The most common type is the diagonal wave: a structure that moves diagonally across the grid at speed c (one cell per generation diagonally), leaving behind an expanding region of chaotic birth-death activity. These diagonal waves arise naturally from almost any initial configuration and dominate the long-run appearance of Seeds.
Rakes (spaceships that emit other spaceships) have been found in Seeds. A well-known example is a period-4 rake discovered by Mirek Wójtowicz, which translates diagonally while periodically emitting smaller diagonal waves behind it. Its construction is remarkable given the no-survival constraint: the rake must maintain its own shape purely through birth dynamics, while simultaneously emitting additional birth-waves in a regular pattern. Puffers — spaceships that leave a permanent trail of debris rather than clean-emitting secondary ships — have also been catalogued. That these structures exist at all says something about how much organization birth-only dynamics can support. For a broader survey of how Seeds produces analogs to classical spaceship families — despite the total absence of survival — see Spaceships →.
When two expanding Seeds regions collide, the interaction is typically violent: the two expanding fronts interfere, creating complex interference patterns that may produce new propagating structures or simply reduce to chaotic expansion. Unlike Conway’s Life, where collisions can produce carefully engineered outcomes (eaters that destroy gliders, guns that emit them), Seeds collisions are almost impossible to engineer precisely — there is no stable “product” because nothing survives long enough to count as stable.
What Seeds Reveals About the Role of Survival
Seeds is not merely an exotic corner case. It is a controlled experiment in what birth alone can do, and by contrast, it reveals exactly what survival contributes to Life-like systems.
Survival enables information storage. In Conway’s Life, a block (a 2×2 square of live cells) persists indefinitely. It stores the fact that it was created. Subsequent patterns can interact with it and produce outputs that depend on its presence. This is the basis of computation in Life: persistent structures store state; gliders and other signals interact with those structures to process state. In Seeds, no pattern can store information longer than one generation. Seeds is computationally sterile — not in the sense that it produces no complex behavior, but in the sense that the complex behavior cannot accumulate into computation.
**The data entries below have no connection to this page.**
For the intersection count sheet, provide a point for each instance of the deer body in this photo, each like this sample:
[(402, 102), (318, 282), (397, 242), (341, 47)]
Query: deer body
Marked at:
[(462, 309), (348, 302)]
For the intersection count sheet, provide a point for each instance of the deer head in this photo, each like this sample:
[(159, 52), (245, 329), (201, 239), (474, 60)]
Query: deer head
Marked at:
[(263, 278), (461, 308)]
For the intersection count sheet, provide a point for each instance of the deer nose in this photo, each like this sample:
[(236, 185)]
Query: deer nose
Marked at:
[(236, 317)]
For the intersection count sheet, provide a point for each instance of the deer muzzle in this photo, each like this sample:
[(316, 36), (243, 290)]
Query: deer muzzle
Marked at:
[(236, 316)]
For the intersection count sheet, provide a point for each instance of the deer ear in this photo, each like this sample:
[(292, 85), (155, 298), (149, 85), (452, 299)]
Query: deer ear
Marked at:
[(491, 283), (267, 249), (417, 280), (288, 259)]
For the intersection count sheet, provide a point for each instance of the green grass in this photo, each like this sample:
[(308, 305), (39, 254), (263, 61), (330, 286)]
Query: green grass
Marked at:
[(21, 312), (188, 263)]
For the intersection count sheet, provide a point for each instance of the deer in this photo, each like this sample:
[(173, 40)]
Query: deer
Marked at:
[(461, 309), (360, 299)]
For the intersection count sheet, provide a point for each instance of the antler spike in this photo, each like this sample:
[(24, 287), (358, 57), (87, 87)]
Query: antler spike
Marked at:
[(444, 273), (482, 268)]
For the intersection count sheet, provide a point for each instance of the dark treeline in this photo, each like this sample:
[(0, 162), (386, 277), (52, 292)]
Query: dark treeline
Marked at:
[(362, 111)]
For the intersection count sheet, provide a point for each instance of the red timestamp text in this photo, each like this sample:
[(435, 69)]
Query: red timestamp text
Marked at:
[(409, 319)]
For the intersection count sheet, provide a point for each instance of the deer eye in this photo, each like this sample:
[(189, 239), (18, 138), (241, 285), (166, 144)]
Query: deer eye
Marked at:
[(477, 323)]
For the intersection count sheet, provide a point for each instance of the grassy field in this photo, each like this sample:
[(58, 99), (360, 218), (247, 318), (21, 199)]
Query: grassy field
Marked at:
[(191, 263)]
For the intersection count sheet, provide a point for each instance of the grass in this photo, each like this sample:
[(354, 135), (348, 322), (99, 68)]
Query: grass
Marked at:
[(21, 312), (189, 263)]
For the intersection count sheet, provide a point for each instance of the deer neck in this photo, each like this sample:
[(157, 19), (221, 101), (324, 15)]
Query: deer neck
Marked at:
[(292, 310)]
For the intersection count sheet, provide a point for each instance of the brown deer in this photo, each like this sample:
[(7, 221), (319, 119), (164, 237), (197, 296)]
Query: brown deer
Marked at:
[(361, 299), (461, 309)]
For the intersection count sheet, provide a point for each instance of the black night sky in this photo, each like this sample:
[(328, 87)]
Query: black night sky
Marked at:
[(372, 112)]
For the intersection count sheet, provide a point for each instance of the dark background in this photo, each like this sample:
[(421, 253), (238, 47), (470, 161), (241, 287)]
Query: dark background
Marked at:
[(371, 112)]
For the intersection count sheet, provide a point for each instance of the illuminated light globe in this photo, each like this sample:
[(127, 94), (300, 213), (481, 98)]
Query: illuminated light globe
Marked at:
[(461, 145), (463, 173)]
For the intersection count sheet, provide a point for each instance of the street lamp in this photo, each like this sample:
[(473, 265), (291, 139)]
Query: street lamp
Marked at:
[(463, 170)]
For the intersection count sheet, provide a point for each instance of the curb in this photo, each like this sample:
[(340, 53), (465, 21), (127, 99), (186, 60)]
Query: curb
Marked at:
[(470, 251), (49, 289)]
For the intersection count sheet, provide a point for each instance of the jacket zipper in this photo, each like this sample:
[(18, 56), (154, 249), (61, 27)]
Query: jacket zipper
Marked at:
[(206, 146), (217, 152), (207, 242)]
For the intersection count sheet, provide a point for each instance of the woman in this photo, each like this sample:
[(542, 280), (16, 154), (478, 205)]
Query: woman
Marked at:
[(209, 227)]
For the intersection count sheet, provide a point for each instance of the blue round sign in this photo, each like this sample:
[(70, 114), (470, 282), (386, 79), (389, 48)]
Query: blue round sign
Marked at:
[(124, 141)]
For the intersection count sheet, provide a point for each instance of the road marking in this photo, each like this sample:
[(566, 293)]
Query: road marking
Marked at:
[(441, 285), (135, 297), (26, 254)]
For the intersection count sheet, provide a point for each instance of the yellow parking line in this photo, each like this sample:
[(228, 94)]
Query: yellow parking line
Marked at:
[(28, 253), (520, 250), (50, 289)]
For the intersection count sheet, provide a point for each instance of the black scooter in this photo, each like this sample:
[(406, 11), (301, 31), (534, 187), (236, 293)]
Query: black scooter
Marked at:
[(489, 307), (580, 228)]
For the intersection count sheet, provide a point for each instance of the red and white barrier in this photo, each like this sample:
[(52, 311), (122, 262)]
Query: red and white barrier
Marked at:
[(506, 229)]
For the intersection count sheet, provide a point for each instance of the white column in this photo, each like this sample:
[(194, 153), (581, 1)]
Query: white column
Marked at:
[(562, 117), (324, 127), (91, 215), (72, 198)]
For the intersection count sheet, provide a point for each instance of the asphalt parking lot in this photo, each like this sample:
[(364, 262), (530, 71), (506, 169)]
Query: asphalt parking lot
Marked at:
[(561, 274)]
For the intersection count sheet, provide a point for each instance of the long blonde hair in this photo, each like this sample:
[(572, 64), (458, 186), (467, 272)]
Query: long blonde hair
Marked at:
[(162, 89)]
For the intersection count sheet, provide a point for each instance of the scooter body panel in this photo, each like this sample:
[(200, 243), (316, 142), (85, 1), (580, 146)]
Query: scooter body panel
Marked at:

Survival enables stable objects. The entire taxonomy of Life objects — still lifes, oscillators, spaceships, guns, puffers — depends on cells surviving from one tick to the next. Seeds has none of this in the traditional sense. Its “objects” are better described as propagating fronts or periodic waves than as individual entities with boundaries and identities.
Survival enables localization. Patterns in Conway’s Life can be local: a glider occupies a small region of the grid and moves without affecting distant regions. In Seeds, almost everything eventually expands to fill the grid. Localized patterns are exceptional. The default behavior is explosion.
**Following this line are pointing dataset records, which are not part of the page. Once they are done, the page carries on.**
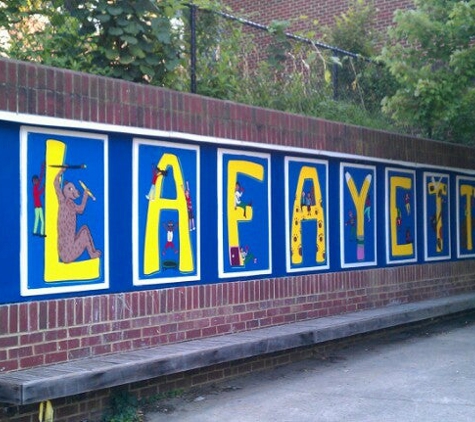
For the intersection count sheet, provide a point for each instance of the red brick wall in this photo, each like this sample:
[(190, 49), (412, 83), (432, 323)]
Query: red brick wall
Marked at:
[(49, 331), (324, 11)]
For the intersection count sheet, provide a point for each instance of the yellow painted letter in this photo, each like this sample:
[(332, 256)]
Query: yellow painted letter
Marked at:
[(307, 211), (398, 182), (152, 248), (237, 209), (468, 191), (54, 269)]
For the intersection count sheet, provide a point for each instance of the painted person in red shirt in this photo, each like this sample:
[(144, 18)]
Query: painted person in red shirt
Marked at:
[(38, 190)]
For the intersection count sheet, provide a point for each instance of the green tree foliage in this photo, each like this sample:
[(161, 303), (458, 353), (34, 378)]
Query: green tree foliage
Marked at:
[(136, 40), (432, 55), (360, 81)]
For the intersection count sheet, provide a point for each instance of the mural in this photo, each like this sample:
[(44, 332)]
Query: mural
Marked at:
[(64, 239), (311, 213), (465, 216), (166, 212), (306, 214), (357, 216), (244, 213), (437, 216), (401, 216)]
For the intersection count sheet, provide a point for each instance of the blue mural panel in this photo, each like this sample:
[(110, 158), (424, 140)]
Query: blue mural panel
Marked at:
[(357, 215), (436, 188), (244, 213), (401, 216), (166, 212), (64, 229), (306, 184)]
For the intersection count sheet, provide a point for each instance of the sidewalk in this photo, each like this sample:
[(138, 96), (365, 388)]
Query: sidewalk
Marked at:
[(426, 374)]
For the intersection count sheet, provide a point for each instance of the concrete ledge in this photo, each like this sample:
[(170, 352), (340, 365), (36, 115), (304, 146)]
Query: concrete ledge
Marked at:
[(67, 379)]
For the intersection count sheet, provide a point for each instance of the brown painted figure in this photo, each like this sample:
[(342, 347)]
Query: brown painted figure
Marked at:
[(71, 244)]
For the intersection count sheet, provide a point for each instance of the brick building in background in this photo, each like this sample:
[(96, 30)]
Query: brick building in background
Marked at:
[(324, 11)]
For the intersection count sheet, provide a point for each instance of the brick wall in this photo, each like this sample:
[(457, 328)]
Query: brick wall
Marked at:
[(324, 11), (48, 331)]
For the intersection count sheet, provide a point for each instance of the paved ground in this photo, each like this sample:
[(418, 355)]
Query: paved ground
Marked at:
[(425, 374)]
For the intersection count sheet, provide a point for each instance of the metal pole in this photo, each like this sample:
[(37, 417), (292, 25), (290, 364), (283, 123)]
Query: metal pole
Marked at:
[(335, 75), (193, 48)]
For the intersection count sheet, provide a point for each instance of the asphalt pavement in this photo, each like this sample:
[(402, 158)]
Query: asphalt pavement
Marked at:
[(424, 373)]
The lesson is not that survival is necessary for interesting behavior — Seeds clearly has interesting behavior, even complex behavior. The lesson is that survival and birth contribute categorically different things. Birth without survival produces richness that is diffuse, expansive, and amnesiac. Birth with survival produces richness that is local, persistent, and capable of accumulating structure.
Conway’s Life balances the two. Seeds shows what happens when balance is abandoned entirely in one direction. The other extreme — birth with total survival (Life Without Death, B3/S012345678) — shows what happens in the other direction: patterns grow without bound, never simplifying, filling the grid permanently. Both extremes are interesting. Neither is as interesting as the balance.